LAMP3 induces ectopic TLR7 expression in salivary gland epithelial cells and amplifies type I IFN production in Sjögren's disease.

OBJECTIVE: Lysosome-associated membrane protein 3 (LAMP3) misexpression in salivary gland epithelial cells plays a causal role in the development of salivary gland dysfunction and autoimmunity associated with Sjögren's disease (SjD). This study aimed to clarify how epithelial LAMP3 misexpression is induced in SjD.

METHODS: To explore upstream signaling pathways associated with LAMP3 expression, we conducted multiple RNA sequencing analyses of minor salivary glands from patients with SjD, submandibular glands from a mouse model of SjD, and salivary gland epithelial cell lines. A hypothesis generated by the RNA sequencing analyses was further tested by in vitro and in vivo assays with gene manipulation.

RESULTS: Transcriptome analysis suggested LAMP3 expression was associated with enhanced type I interferon (IFN) and IFNγ signaling pathways in patients with SjD. In vitro studies showed that type I IFN but not IFNγ stimulation could induce LAMP3 expression in salivary gland epithelial cells.

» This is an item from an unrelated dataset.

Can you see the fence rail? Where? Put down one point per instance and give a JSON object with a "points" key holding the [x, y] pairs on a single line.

Moreover, we discovered that LAMP3 overexpression could induce ectopic toll-like receptor 7 (TLR7) expression and type I IFN production in salivary gland epithelial cells both in vitro and in vivo. TLR7 knock-out mice did not develop any SjD-related symptoms following LAMP3 induction.

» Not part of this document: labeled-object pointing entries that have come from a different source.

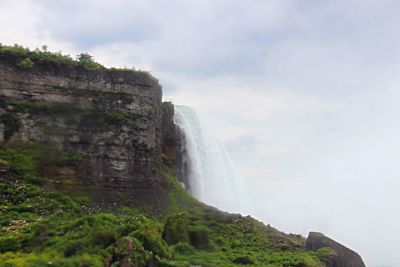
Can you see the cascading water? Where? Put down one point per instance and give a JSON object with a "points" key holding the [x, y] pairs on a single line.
{"points": [[212, 176]]}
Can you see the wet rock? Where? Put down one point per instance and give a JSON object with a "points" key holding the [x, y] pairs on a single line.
{"points": [[342, 256]]}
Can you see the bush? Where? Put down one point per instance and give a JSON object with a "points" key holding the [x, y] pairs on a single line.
{"points": [[85, 60], [26, 63], [176, 229]]}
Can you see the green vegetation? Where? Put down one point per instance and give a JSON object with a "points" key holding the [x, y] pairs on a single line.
{"points": [[28, 58], [39, 227], [26, 63]]}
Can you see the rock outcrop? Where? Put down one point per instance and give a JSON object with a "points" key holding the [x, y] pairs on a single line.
{"points": [[341, 256], [76, 109]]}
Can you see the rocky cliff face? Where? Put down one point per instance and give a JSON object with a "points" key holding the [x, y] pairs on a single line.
{"points": [[341, 256], [75, 109]]}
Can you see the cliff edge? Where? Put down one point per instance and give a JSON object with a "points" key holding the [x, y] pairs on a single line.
{"points": [[88, 159]]}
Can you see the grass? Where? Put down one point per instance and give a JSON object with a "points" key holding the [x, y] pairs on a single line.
{"points": [[42, 228], [27, 58]]}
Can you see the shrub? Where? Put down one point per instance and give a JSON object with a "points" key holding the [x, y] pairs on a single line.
{"points": [[26, 63], [85, 60], [176, 229]]}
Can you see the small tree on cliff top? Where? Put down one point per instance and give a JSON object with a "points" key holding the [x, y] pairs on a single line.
{"points": [[87, 61]]}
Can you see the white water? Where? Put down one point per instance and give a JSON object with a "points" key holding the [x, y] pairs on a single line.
{"points": [[213, 177]]}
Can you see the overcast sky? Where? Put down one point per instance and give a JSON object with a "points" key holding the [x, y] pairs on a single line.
{"points": [[304, 94]]}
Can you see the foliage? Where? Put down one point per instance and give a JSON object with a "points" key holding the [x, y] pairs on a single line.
{"points": [[28, 58], [85, 60], [40, 228]]}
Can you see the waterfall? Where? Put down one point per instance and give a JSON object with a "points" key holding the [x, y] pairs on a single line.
{"points": [[212, 176]]}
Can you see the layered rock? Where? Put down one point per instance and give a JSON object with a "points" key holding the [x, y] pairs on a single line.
{"points": [[341, 256], [76, 109]]}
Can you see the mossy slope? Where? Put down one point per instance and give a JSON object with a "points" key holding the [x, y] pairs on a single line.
{"points": [[43, 228]]}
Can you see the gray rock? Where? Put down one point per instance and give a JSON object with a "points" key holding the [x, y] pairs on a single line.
{"points": [[343, 256]]}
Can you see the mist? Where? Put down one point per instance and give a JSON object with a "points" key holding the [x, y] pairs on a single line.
{"points": [[304, 95]]}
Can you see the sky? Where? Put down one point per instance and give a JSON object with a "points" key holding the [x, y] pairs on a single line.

CONCLUSION: Epithelial LAMP3 misexpression can be induced through enhanced type I IFN response in salivary glands. In addition, LAMP3 can promote type I IFN production via ectopic TLR7 expression in salivary gland epithelial cells. This positive feed-back loop can contribute to maintaining LAMP3 misexpression and amplifying type I IFN production in salivary glands, which plays an essential role in the pathophysiology of SjD.